History Proves that to be wrong

>ensures that that the dollar system is the most important system. Global dollar system is what allows the us to print so much money: there isn't any alternative safer currency.

That is not really a good thing. We can print those larges amounts of dollars because they never really get circulated. At some point the music will stop on this moronic policy and the current economic disaster will look like a fun time


I believe it's more to bankrupt Alberta's oil sands. US shale is barely a competitor on a global scale.


The US is the worlds largest oil producer


Sure but that statistic is always measured as oil + natural gas + additives + other hydrocarbons. If you can find a source for crude oil extraction, not production, the US would almost certainly not be #1.


Recently the US has been far in the lead for even crude production. Here is a source where you can see the break downs by type for every country from from 1973 to 2018[1]. Data from the US Energy Information Administration. Download the .csv file for easier browsing.

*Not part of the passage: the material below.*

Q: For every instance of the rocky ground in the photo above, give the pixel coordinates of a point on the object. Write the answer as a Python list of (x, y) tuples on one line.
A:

The totals for just crude, not including petroleum liquids, for 2018 are:

US : 16.8 Mb/d

Saudi Arabia: 12.4 Mb/d

Russia: 11.4 Mb/d

[1]https://www.eia.gov/international/data/world/petroleum-and-o...


I think you missed a decade or so of development in the US energy industry.


What's the difference between extraction and production and why does it matter here?

Are the commenters who replied wrong? If so, can you explain why?


Yes, citizens of those countries becoming poorer because you disagree with the politics of their leaders is good news.


But far more people have a better life because the oil cartel isn't United anymore.

Cheap oil is better for billions of people in India, China, and Africa


That money didn't go to the citizens anyway.


Not as a check. Because of the continuous stream of oil money in KSA, it has been possible to grant subsidies on goods or handouts to people. Even not collecting any VAT on good or if so a rather low VAT. When you are losing a lot of your income as a state, you can't really keep that standard up.